Circle-RoPE: Cone-like Decoupled Rotary Positional Embedding for Large Vision-Language Models
Pith reviewed 2026-05-22 14:14 UTC · model grok-4.3
The pith
Circle-RoPE remaps 2D image coordinates to an orthogonal annulus so that every text token sits at equal distance from all image tokens.
A machine-rendered reading of the paper's core claim, the machinery that carries it, and where it could break.
Core claim
PTD equals zero is a sufficient condition to eliminate the geometric attention bias induced by RoPE. Circle-RoPE achieves this zero by remapping every 2D image-token coordinate onto an annulus that is orthogonal to the text position axis, producing a cone-like geometry in which each text token is equidistant to all image tokens while the relative positions inside the image remain unchanged.
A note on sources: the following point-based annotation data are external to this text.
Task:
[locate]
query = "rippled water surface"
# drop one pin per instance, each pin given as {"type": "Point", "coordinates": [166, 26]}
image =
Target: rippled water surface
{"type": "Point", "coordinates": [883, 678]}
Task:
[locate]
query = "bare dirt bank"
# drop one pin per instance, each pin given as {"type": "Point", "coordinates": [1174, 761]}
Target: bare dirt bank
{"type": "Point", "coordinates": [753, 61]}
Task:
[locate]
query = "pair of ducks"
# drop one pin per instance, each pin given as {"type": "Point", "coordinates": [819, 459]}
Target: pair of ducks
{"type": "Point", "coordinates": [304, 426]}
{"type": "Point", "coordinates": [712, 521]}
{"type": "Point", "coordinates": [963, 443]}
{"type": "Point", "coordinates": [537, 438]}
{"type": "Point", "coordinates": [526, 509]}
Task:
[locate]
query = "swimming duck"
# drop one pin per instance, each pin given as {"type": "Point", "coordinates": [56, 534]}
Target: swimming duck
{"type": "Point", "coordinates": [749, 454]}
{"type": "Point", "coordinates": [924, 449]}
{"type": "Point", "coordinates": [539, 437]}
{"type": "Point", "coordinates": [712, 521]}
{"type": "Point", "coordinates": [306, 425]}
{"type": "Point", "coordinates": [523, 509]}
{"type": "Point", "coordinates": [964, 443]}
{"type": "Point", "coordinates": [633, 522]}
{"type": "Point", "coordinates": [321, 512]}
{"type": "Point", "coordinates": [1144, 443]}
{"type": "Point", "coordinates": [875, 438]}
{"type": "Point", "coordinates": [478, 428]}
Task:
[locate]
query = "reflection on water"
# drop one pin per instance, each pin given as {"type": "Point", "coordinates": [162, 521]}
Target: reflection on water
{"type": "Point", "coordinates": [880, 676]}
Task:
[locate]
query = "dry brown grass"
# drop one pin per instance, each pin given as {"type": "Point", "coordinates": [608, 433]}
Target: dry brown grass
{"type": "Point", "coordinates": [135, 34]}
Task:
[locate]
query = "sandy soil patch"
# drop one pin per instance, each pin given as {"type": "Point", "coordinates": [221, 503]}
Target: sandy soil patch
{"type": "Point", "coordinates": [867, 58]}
Alternating Geometry Encoding then interleaves this cone geometry with standard RoPE on alternate layers.
What carries the argument
The annulus remapping that forces image positions into a plane orthogonal to the text axis, thereby setting Per-Token Distance to zero and producing cone-like equidistance.
If this is right
- Spatial grounding and visual reasoning scores rise consistently across different VLM architectures and multimodal benchmarks.
- Intra-image spatial structure is retained while cross-modal positional coupling disappears.
- Alternating the new geometry with standard RoPE supplies complementary priors that neither method provides alone.
Where Pith is reading between the lines
- The same annulus construction could be tested on other multimodal settings such as video or audio tokens to check whether the cone geometry generalizes beyond static images.
- If the zero-PTD condition proves robust, it may simplify the design of future positional encodings that must handle mixed sequences of different modalities.
Load-bearing premise
The geometric construction of the annulus and cone will not create new cross-modal biases or harm intra-image spatial relations once the embeddings are used inside real transformer attention layers.
What would settle it
Running the same VLM backbone with and without Circle-RoPE on a spatial-grounding benchmark and observing no improvement, or directly computing attention scores from text tokens to image tokens and finding that scores still vary systematically with image coordinates.
Figures
read the original abstract
Rotary Position Embedding (RoPE) is widely adopted in large language models, but when applied to vision-language models (VLMs) it couples text and image position indices and can introduce spurious cross-modal relative-position bias. We propose Per-Token Distance (PTD) to quantify cross-modal positional disentanglement, and prove that PTD = 0 is a sufficient condition to eliminate the geometric attention bias induced by RoPE. Guided by this criterion, we introduce Circle-RoPE, which remaps 2D image-token coordinates onto an annulus orthogonal to the text position axis, yielding a cone-like geometry where each text token is equidistant to all image tokens while preserving intra-image spatial structure. We further propose Alternating Geometry Encoding (AGE) to combine complementary geometric priors by alternating the decoupled geometry of Circle-RoPE and the grid-based prior of standard RoPE across layers. This design enables cross-modal positional disentanglement while preserving fine-grained intra-image spatial structure. Experiments on diverse VLM backbones and multimodal benchmarks show consistent gains in spatial grounding and visual reasoning. The code is available at https://github.com/lose4578/CircleRoPE.
Editorial analysis
A structured set of objections, weighed in public.
Referee Report
Summary. The manuscript defines a Per-Token Distance (PTD) metric to quantify cross-modal positional disentanglement under RoPE, proves that PTD = 0 is a sufficient condition for eliminating geometric attention bias, and introduces Circle-RoPE that remaps 2D image tokens onto an annulus orthogonal to the text-position axis to realize a cone-like geometry in which every text token is equidistant from all image tokens while preserving intra-image spatial relations. It further proposes Alternating Geometry Encoding (AGE) that interleaves Circle-RoPE with standard grid RoPE across layers. Experiments on multiple VLM backbones report consistent gains on spatial-grounding and visual-reasoning benchmarks.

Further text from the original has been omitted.